• Chanson française

    Une trentaine de militants anarchistes ont été interpellés mercredi soir à Toulouse pour outrage à la police. Ces contestataires s’étaient rassemblés devant le commissariat pour y chanter Hécatombe, chanson où Brassens ridiculise les forces de l’ordre, et y crier « Mort aux vaches ». L’occasion ? Manifester leur soutien à un Rennais de 27 ans, récemment condamné parce qu’il avait, selon Ouest-France, entonné ce même texte devant des policiers, à Cherbourg.

    A Toulouse, les forces de l’ordre ont encerclé les anars et les ont emmenés dans le commissariat pour y relever leur identité. Ce concert malsonnant devrait se terminer par de simples rappels à la loi.

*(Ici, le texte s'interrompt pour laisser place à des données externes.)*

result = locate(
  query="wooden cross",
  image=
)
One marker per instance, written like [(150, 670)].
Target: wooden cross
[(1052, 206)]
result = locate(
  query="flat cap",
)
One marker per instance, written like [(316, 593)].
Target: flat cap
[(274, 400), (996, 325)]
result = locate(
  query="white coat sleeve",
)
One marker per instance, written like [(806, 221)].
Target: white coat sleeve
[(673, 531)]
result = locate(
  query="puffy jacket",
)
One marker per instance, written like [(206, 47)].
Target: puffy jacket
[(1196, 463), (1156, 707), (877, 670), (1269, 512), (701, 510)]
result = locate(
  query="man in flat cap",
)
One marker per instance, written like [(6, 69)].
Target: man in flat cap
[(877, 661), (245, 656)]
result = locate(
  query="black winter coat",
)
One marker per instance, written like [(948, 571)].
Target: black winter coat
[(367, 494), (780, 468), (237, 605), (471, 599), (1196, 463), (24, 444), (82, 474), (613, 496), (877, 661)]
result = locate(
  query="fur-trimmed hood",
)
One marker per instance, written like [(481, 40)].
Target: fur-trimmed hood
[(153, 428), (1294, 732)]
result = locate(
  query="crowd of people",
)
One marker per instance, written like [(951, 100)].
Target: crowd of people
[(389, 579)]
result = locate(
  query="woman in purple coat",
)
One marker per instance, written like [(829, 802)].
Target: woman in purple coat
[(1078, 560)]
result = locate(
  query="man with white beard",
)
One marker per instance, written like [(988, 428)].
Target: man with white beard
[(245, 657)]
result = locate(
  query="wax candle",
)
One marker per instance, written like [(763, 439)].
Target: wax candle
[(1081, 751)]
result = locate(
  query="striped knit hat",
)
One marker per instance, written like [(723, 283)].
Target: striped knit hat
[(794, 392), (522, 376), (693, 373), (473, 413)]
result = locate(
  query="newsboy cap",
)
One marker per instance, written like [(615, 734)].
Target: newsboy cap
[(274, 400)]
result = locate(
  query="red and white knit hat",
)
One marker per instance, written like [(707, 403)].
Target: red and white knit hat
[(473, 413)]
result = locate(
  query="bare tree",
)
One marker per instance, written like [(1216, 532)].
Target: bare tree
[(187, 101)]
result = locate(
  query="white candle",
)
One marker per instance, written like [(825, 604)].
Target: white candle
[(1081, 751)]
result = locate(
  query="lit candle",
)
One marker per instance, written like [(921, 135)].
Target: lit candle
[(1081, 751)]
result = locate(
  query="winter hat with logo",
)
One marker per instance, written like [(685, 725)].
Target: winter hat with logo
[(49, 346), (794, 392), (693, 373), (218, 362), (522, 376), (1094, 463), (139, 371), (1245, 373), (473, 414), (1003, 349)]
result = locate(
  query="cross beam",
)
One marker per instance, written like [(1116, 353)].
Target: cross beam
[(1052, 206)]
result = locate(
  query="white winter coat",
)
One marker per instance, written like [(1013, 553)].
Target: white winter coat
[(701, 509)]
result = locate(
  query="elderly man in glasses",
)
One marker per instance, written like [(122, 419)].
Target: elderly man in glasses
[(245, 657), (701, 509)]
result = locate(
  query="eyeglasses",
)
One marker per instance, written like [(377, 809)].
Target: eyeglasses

    Parmi les personnes interpellées, une jeune femme qui a trouvé cela ridicule et surréaliste : « Je croyais qu’il n’y avait rien de mal à chanter Brassens devant un commissariat. Apparemment, il y a certaines personnes auxquelles on ne peut pas toucher. » Excusons cette jeune femme, elle est Italienne. En France on peut impunément toucher les policiers, à coups de barre de fer, de marteau, de pierre, de parpaing, voire de gros électroménager, mais à condition d’être « jeune ». Ainsi, dans le récent guet-apens des Tarterêts (cf. l’article de Caroline Parmentier du 7 juin), aucun jeune n’a été interpellé – la police, elle, étant mise en cause.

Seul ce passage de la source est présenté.